Thank you very much. I love hugs. Here is one for you, too.



StElmosDream said:


> *Feels you might, enjoy an agreeable hug of appreciation, offering one in the process*


----------



## farfaraway (Feb 15, 2013)

If you were bipolar, you would probably not be able to control your outbursts and limit to them to inside the family home on weekends. 

I have 2 thoughts:
1. Maybe you are angry about other things in life that you believe you can't act out against. And your parents are safe people to unload on. You can't treat a boss or a friend that way without serious consequences. I find it shocking that your parents accept this treatment. Your ass would be homeless if you had my parents. 

2. Or maybe the mental illness of your brother sucked away your parents' concern and time that should have been shared between both kids. This happened to me growing up with a mentally ill sister. I felt like I had been neglected and at the same time burdened with responsibilities that I was too young for. And man, was I angry.

The problem is, parents are always going to believe that they did the best they could. Even if you were able to tell them what makes you so angry at them, it's unlikely that they will ever acknowledge it and apologize for it in a way that could ever be satisfying to you. 

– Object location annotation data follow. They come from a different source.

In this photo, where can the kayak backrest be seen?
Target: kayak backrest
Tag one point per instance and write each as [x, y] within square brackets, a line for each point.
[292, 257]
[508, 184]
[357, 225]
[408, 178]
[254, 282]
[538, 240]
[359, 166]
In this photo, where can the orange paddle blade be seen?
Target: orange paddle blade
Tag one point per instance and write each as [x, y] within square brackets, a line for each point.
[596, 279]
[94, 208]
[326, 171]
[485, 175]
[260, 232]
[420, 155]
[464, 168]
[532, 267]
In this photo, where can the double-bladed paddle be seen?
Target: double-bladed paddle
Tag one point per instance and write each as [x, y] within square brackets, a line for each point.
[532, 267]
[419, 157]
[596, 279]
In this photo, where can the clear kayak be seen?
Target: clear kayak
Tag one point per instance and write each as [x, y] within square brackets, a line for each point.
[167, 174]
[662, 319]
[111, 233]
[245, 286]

In your 20s and with a job and a car, you should not be at home. Your parents can't "not let" you move out. You are an adult, and you are too old for this kind of behavior. Your parents have probably worked hard their whole lives and shouldn't have to put up with their adult daughter cursing them out under their own roof. The most practical thing is to move out and only meet with them in public.


----------



## Jennywocky (Aug 7, 2009)

I think if situations don't get resolved, being put back that environment can immediately retrigger many feelings that aren't relevant in other contexts.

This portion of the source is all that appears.